Der Teil „Soziales“ (Social) der ESG umfasst beispielsweise Fragen im Zusammenhang mit Arbeitnehmenden (z. B. Menschenrechte, Vielfalt, Gleichstellung und Integration, Sicherheit und Gesundheit der Mitarbeiter, usw.), mit Arbeitsbedingungen in der Lieferkette, dem Verbraucherschutz, dem Tierschutz, usw. Der Teil „Unternehmensführung“ (Governance) der ESG umfasst beispielsweise Fragen im Zusammenhang mit der Unabhängigkeit und Vielfalt des Verwaltungsrats, mit den Rechten der Aktionäre, der Vergütung des Managements sowie der Unternehmensethik (einschliesslich der Einhaltung von Antikorruptionsvorschriften, des Schutzes personenbezogener Daten, der Einhaltung von Kartell- und Wettbewerbsvorschriften, der Cybersicherheit usw.).
Warum ist ESG so wichtig?
Der ESG-Ansatz trägt dazu bei, mögliche Risiken (einschliesslich finanzieller und Reputations-Risiken) im Zusammenhang mit riskanten und unethischen Geschäftstätigkeiten zu mindern und die Nachhaltigkeit eines Unternehmens langfristig zu gewährleisten. Darüber hinaus trägt dieser Ansatz dazu bei, den Ruf eines Unternehmens auf dem Markt zu verbessern, auch bei derzeitigen und potenziellen Mitarbeitern, Investoren, Kunden und anderen Geschäftspartnern des Unternehmens. Werden im Gegenteil Risiken missachtet oder kommt es gar zu Vorfällen im ESG-Bereich, selbst wenn diese sich diese auf Stufe von Zulieferer zutragen, wird ein Unternehmen heutzutage verantwortlich gemacht, mit teils unwiderruflichem Vertrauensverlust.
Was beinhaltet das Nachhaltigkeits-Management?

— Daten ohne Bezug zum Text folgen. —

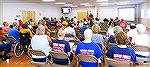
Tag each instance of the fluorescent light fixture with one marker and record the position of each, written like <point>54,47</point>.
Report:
<point>103,3</point>
<point>48,0</point>
<point>84,4</point>
<point>88,5</point>
<point>60,3</point>
<point>74,6</point>
<point>102,0</point>
<point>68,5</point>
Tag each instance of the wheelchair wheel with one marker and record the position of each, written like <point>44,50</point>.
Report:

Nachhaltigkeitsmanagement integriert:
eine Unternehmensstrategie, die einen langen Zeithorizont aufweist (inkl. einer nachhaltigen Risiko-, Opportunitäts- und Materialitätsanalyse) und eine langfristige Profitabilität anstrebt;
Unternehmens- und Nachhaltigkeitsziele, die dazu führen, einen langfristigen, positiven Beitrag an die Gesellschaft zu leisten, und zwar mit dem Fokus, in den Bereichen, in welchen ein Unternehmen den grössten Beitrag („Materialität“ des Beitrags) leisten kann;
eine Unternehmensführung und -organisation, die umweltspezifische und soziale Aspekte (Diversität, insbesondere bei leitenden Funktionen, Einhaltung von Menschenrechten, etc.) und klare Governance-Strukturen zur Sicherstellung der Unternehmens-Compliance berücksichtigt;
das Messen der Nachhaltigkeitsleistungen anhand etablierter Kriterien / Ziele (sog. „Key Performance Indicators“ oder kurz KPIs) und transparente Berichterstattung darüber.

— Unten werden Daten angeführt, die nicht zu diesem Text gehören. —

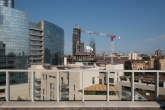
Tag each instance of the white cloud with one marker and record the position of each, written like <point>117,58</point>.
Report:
<point>156,39</point>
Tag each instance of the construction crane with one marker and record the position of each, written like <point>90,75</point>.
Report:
<point>111,36</point>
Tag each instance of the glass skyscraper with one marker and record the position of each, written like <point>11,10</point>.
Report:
<point>14,39</point>
<point>46,43</point>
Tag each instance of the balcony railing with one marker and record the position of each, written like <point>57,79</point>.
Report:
<point>129,83</point>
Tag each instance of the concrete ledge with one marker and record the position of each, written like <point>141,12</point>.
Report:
<point>79,104</point>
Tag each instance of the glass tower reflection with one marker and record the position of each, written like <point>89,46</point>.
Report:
<point>14,43</point>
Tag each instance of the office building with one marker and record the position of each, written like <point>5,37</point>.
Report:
<point>77,46</point>
<point>14,41</point>
<point>46,43</point>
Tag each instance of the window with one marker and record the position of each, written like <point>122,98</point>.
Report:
<point>93,80</point>
<point>51,91</point>
<point>100,81</point>
<point>1,19</point>
<point>62,80</point>
<point>111,80</point>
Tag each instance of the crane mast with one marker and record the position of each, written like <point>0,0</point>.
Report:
<point>111,36</point>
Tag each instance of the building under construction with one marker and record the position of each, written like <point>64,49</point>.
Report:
<point>78,51</point>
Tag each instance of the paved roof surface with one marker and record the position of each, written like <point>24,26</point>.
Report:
<point>100,87</point>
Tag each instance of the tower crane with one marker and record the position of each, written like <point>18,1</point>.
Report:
<point>111,36</point>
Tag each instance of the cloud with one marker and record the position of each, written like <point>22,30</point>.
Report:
<point>156,39</point>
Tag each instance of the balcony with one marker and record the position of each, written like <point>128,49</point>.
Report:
<point>98,96</point>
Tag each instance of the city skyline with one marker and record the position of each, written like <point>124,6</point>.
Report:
<point>139,23</point>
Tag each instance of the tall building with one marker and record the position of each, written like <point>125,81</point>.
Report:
<point>158,53</point>
<point>14,38</point>
<point>2,55</point>
<point>93,45</point>
<point>7,3</point>
<point>77,46</point>
<point>133,56</point>
<point>46,43</point>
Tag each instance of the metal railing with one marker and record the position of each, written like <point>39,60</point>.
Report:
<point>7,91</point>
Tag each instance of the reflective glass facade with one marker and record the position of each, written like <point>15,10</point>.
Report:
<point>14,41</point>
<point>46,43</point>
<point>53,44</point>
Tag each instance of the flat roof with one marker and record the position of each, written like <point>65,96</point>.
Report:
<point>100,87</point>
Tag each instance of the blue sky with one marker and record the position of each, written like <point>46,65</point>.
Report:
<point>140,23</point>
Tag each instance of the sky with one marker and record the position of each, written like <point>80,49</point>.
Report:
<point>139,23</point>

Die transparente Nachhaltigkeitsberichterstattung eines Unternehmens liefert einen Überblick über die Leistung des Unternehmens in den ESG-Bereichen anhand definierter Leistungskriterien. Als Hilfestellung dienen dabei anerkannte Nachhaltigkeitsstandards, wie z.B.
EU-Standards für Nachhaltigkeitsberichterstattung
Standards der Global Reporting Initiative (GRI)
Standards des Sustainability Accounting Standards Board (SASB)
Standards des Carbon Disclosure Project (CDP)
Solche Standards erlauben es Unternehmen eine Übersicht zu gewinnen, welche Nachhaltigkeitsthemen das Unternehmen beschäftigen sollte, entsprechende Ziele zu definieren und gemachte Fortschritte oder Misserfolge festzuhalten, über mehrere Jahre zu messen und Vergleiche mit anderen Unternehmen anzustellen.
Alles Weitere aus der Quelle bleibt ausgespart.